Der Bildhauer Vittorio (73), der seinen von Farbe verschmierten weißen Arbeitsanzug trägt, sagt: „In einem anderen Land wäre ich links, hier kann ich das nicht. Hier ist die Realität eine andere und ich muss eher rechts sein.“ Er sei für den Frieden und gegen den Krieg, fügt aber hinzu: „Aber wenn am Ende bei diesem Krieg etwas Gutes herauskommt, hat es sich gelohnt.“
Bei den letzten Wahlen in Ramat Gan gewann die liberale Partei von Yair Lapid (62) mit rund 32 Prozent, Benjamin Netanjahus (76) Likud kam auf 22 Prozent und die Rechtsradikalen von Bezalel Smotrich (46) und Itamar Ben-Gvir (49) auf sieben Prozent.
„Wir sind auf dem Weg in die Erlösung“
Stramm rechts ist Yaniv (43), der eine Einkaufsstraße entlanggeht, als gerade mal kein Alarm ist.

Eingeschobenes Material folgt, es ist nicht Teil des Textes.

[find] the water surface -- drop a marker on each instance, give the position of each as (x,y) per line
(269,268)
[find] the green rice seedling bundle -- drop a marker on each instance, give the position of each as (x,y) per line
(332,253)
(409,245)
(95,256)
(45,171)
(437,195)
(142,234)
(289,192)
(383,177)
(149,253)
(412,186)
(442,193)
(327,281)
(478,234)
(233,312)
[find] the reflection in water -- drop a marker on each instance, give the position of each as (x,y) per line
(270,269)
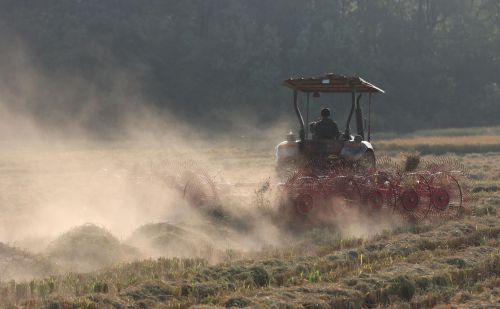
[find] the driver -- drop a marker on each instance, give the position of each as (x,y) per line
(325,128)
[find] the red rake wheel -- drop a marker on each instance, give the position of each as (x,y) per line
(410,200)
(446,196)
(414,198)
(304,194)
(304,204)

Bei den letzten Wahlen gab er Ben-Gvir seine Stimme und wird das wieder tun. „Wir sind auf dem Weg in die Erlösung“, sagt er. „Das ist jetzt im Krieg wie ein Nike-Zeichen. Es geht ein bisschen nach unten und dann ganz weit nach oben.“
Als er erfährt, dass die Reporter aus Deutschland kommen, äußert er sich zu Merz: „Er sollte wenigstens ein symbolisches Schiff schicken! Deutschland hat das Öl da doch viel nötiger, als Donald Trump. Was, wenn Trump wütend wird und aus der Nato geht? Dann habt ihr ein Problem.“
Auf die Frage, ob Trump nicht auch wütend auf Israel sein könnte, das laut dem US-Präsidenten auf eigene Faust Gasfelder im Iran attackierte, zieht Yaniv mit dem Zeigefinger ein Augenlid herunter – eine in Israel gebräuchliche Geste des Unglaubens. „Netanjahu und Trump sind zu 100 Prozent abgestimmt, er wusste von allem, da bin ich mir sicher“, behauptet er.

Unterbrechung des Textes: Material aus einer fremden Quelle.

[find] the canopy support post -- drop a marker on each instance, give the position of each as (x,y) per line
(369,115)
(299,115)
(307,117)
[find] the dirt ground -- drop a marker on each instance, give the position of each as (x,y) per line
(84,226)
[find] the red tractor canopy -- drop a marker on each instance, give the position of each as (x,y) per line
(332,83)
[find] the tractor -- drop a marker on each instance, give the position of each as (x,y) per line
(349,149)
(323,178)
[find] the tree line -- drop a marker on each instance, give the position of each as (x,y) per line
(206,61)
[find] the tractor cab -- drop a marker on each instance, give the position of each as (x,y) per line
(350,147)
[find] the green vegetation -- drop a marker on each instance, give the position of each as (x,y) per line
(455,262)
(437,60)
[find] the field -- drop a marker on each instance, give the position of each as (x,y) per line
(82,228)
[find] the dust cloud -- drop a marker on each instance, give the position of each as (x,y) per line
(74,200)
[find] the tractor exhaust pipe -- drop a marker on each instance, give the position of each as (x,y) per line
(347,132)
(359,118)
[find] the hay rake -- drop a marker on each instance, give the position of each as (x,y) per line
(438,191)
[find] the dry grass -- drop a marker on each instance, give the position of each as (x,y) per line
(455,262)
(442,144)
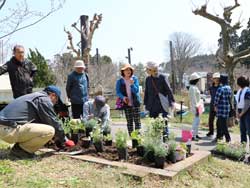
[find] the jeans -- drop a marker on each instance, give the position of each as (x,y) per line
(195,125)
(245,127)
(222,129)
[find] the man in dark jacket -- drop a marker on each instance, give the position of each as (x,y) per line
(77,88)
(30,122)
(21,72)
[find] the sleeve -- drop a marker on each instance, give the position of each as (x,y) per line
(135,86)
(33,69)
(118,90)
(3,68)
(68,86)
(47,115)
(106,116)
(169,92)
(86,112)
(217,97)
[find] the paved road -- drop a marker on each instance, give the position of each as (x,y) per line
(204,144)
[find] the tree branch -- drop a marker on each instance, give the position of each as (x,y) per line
(1,6)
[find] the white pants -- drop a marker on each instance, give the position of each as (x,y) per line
(30,136)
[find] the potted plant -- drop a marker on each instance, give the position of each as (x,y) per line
(172,145)
(90,125)
(75,125)
(108,140)
(135,137)
(121,138)
(97,140)
(160,152)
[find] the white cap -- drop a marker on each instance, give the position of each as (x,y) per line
(216,75)
(194,76)
(79,63)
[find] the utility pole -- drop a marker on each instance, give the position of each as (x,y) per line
(172,66)
(129,55)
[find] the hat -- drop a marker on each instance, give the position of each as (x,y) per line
(194,76)
(151,65)
(100,101)
(79,64)
(54,89)
(126,66)
(216,75)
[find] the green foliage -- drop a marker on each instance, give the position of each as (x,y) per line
(108,137)
(97,136)
(121,138)
(44,75)
(160,150)
(91,124)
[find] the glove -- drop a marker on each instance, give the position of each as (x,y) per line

„Ich persönlich bin froh über diesen Krieg“
Dudi (59) sitzt bei einem weiteren Alarm in einem anderen Bunker. Auf die Frage, was er über den Krieg denke, der ihn immer wieder hierher treibt, antwortet er: „Ich persönlich bin froh über diesen Krieg. Es geht hier um etwas viel Größeres als mich selbst.“
Die Heimatfront habe die Parole ausgegeben, dass jeder Bürger wie ein Soldat in der Schlacht seine Pflicht tun solle – für ihn bedeutet das, bei Alarmen in den Bunker zu pilgern. „Der Iran wolle Israel vernichten, deswegen sei das alles leider notwendig“, erklärt Dudi, der 30 Jahre lang als Händler in Hamburg lebte.
„Ich bin nur ein einfacher Mann“, sagt er. „Viele sagen, das jüdische Volk sei klug, und dieses Vorurteil stimmt. Und unsere Köpfe da oben in unserer Regierung sind noch viel schlauer als ich. Ich vertraue denen.“
Zehn Millionen Israelis müssen meist mehrmals täglich und nachts in Schutzräumen verschwinden – ein Alltag, der in Ramat Gan mit seinen 121 Raketenalarmen besonders intensiv erlebt wird.